Ces véritables formes paroxysmiques des idées du mouvement préromantique symbolisées par tout un éventail de créations minimalistes, de performances, d’installations, où l’artiste devient tout à tour acteur, metteur en scène, ont pour une grande part occulté les techniques utilisées jusqu’ici comme le dessin, la peinture, ou la sculpture. Les adeptes du conceptuel ayant déprécié l’image au profit de l’idée ont fort normalement écarté ces moyens classiques, jugés insuffisants et peu appropriés à leur mode d’expression. Néanmoins, les procédés inhabituels employés dans leurs productions rendent la finalité de celles-ci délicate à établir et ils permettent difficilement de les rattacher au domaine des arts.

En effet, il est permis de croire que certaines créations sont le simple fait du hasard, que d’autres, sont le reflet d’un travail artisanal. A titre d’exemples, les pierres disposées en spirales de Richard Long pourraient très bien représenter le fruit d’une recherche archéologique. Les tables de Philippe Ramette, la fabrication d’un menuisier. Quant à la tendance purement conceptuelle, le sublime voudrait que les « oeuvres » ne restent qu’à l’état mental, ce qui les apparente à la philosophie. Aussi, devant un tel éclatement des frontières, une telle confusion des genres, conduisant parfois jusqu’au nihilisme de la non-production, il semble possible d’évoquer un point de rupture

Par ailleurs, comme le souligne Fabrice Thuriot, les auteurs de ces oeuvres conceptuelles et minimalistes, en règle générale peu tolérants, n’hésitent pas à revendiquer, avec le soutien des Institutions, l’exclusivité de leur seule appartenance à l’art contemporain. « Or, si l’on admet que la notion d’art intègre forcément et cumulativement celles d’esthétique et de réflexion sur son environnement et sur le monde, et si contemporain veut bien dire actuel, vivant, de son temps, alors on perçoit l’imposture de l’appropriation de la locution « art contemporain » par l’art conceptuel essentiellement. En arts plastiques tous les genres coexistent, ce qui empêcherait normalement de qualifier de contemporain l’un plus que l’autre, sauf par usurpation comme tel est le cas actuellement.

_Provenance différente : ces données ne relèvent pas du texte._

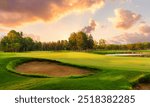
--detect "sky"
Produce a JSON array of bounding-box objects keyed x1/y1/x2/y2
[{"x1": 0, "y1": 0, "x2": 150, "y2": 44}]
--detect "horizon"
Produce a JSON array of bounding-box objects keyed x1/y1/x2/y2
[{"x1": 0, "y1": 0, "x2": 150, "y2": 44}]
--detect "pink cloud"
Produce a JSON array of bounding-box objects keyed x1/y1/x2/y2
[{"x1": 108, "y1": 8, "x2": 141, "y2": 29}]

Si l’on compare avec la danse, l’opposition classique/moderne, contemporain prend une autre signification. Dans les arts plastiques, la convention d’originalité a remplacé progressivement la convention académique, surtout à partir du romantisme du XIXème siècle. Mais elle a fini par s’affranchir de toute contrainte au point de vider la liberté et l’originalité de leur force de proposition et de former un nouveau système fermé. En danse, après une période de guerre ouverte, la rigueur de la formation classique est dorénavant revendiquée par la danse moderne et contemporaine. La danse classique ne se consacrant qu’au répertoire, ceci laisse le champ libre aux autres chorégraphies ».

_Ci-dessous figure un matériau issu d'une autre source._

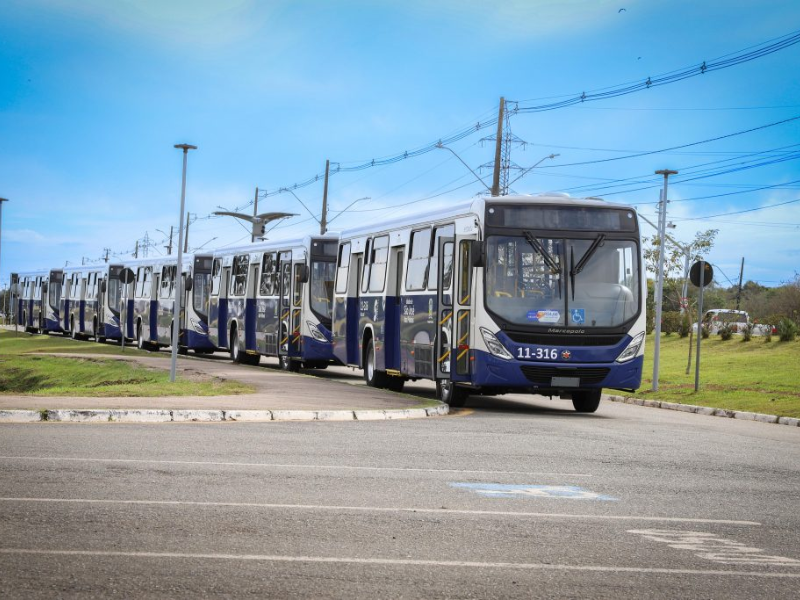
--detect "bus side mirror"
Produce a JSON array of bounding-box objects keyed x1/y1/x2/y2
[
  {"x1": 297, "y1": 265, "x2": 309, "y2": 283},
  {"x1": 469, "y1": 240, "x2": 486, "y2": 267}
]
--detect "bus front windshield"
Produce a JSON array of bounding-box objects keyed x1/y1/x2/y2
[
  {"x1": 310, "y1": 260, "x2": 336, "y2": 323},
  {"x1": 485, "y1": 232, "x2": 641, "y2": 328}
]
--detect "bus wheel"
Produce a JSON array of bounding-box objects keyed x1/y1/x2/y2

Alors, après avoir constaté l’émancipation extrême de l’Art Contemporain, il apparaît peut-être d’ores et déjà possible de penser qu’une conception moins radicale que celle proposée par les tenants du conceptuel permettrait, non seulement d’ouvrir de nouvelles voies, mais également de retrouver quelques repères.

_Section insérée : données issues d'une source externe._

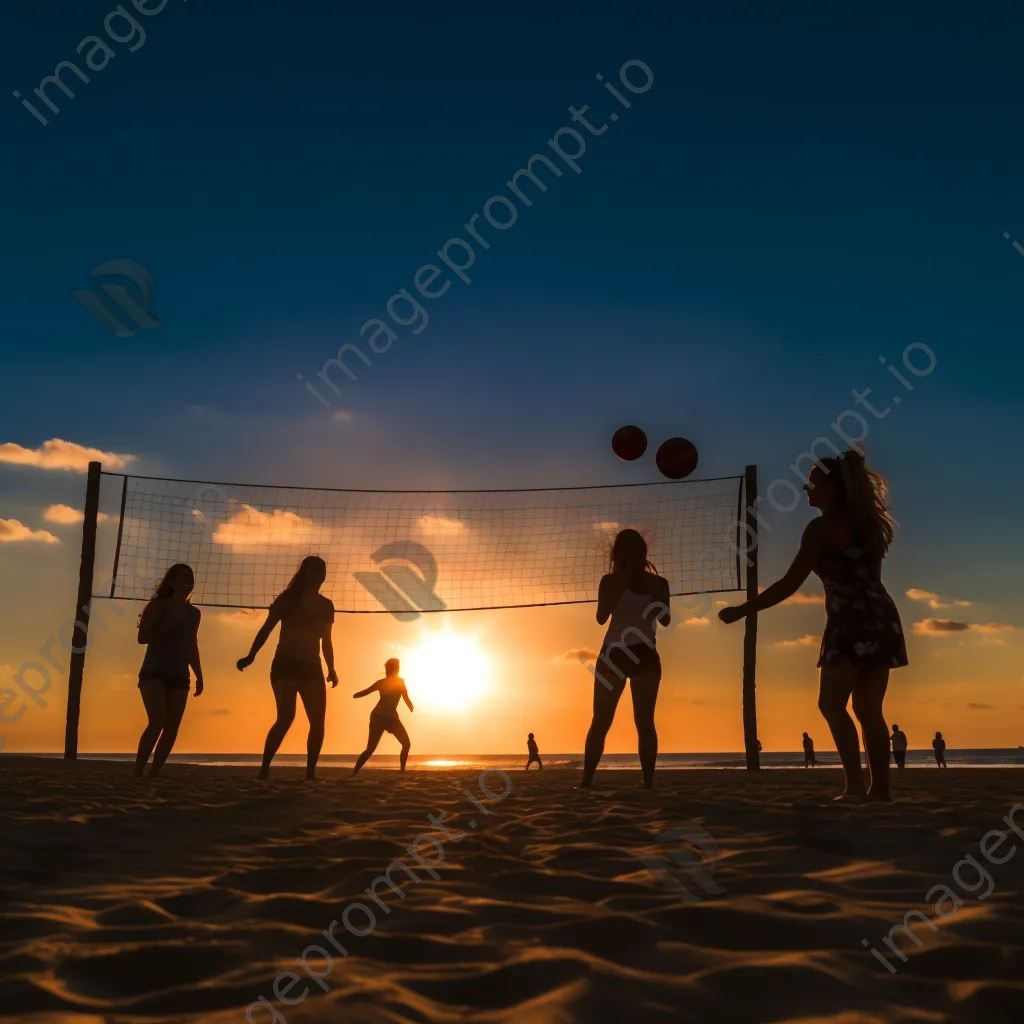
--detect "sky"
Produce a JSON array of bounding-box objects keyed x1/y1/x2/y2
[{"x1": 0, "y1": 0, "x2": 1024, "y2": 753}]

Vers un autre crédit et de nouvelles perspectives ?

Philippe Ramette, Tables à reproduction - 8.4 ko
Philippe Ramette, Tables à reproduction

L’académisme de la peinture classique est un académisme du « signifiant ». D’ordinaire, les portraits, paysages, scènes diverses... sont traités de la façon la plus réaliste possible, en respectant les conventions, les acquis et la tradition. L’évolution dans la manière et dans la perception des choses paraît lente et sans rupture.

Au contraire, avec l’art moderne apparaissent de nombreux mouvements, parfois brefs, parfois en opposition, qui remettent en cause les règles et bouleversent les habitudes. Par ailleurs, la vulgarisation simultanée de la photographie accentue encore davantage la remise en question de la représentation figurative, puisqu’à travers ce moyen mécanique celle-ci devient presque parfaite et à la portée de tous.

Dans l’art contemporain d’avant-garde ou reconnu comme tel, l’académisme du « signifiant » disparaît au profit d’un académisme de substitution, le « signifié ». Au réalisme du sujet de la peinture classique qui respecte les formes, l’expression contemporaine oppose en quelque sorte l’abstraction et l’hermétisme de son langage. L’objectif avoué de l’art contemporain est d’innover dans la plus totale liberté. Pour conserver sa raison d’être, la « peinture » d’avant-garde doit constamment se renouveler en créant de multiples formes d’expression et d’expérimentation, qui parfois même en arrivent à n’avoir plus aucun rapport avec des considérations d’ordre esthétique et pictural. De cette manière, la représentation de l’image et sa signification se sont trouvées progressivement mises à l’écart par la plupart des mouvements actuels, reconnus et généralement aidés. En privilégiant la conception mentale sur la réalisation matérielle, en montrant qu’il a parfaitement assimilé les préceptes de Duchamp/Malévitch, il semble désormais acquis que l’art d’avant-garde a finalement remplacé le sens intrinsèque -visuel- de l’oeuvre par l’unique valeur des mots et des explications.

En réaction et pour s’inscrire dans la logique de la pensée de Kant mais peut-être également dans celle de l’histoire de l’art où rien n’est définitivement arrêté, il est sûrement possible de concevoir dans un avenir relativement proche que la peinture retrouvera crédit auprès de la critique et des pouvoirs publics. Alors, au contraire de ce qui se passe actuellement, la démarche créative ne sera pas purement intellectuelle ou conceptuelle avec comme but l’ignorance presque systématique de cette peinture, mais pourra devenir une synthèse de la représentativité avec sa propre modernité, basée par exemple, sur la faculté émotionnelle et le pouvoir de communication de l’image.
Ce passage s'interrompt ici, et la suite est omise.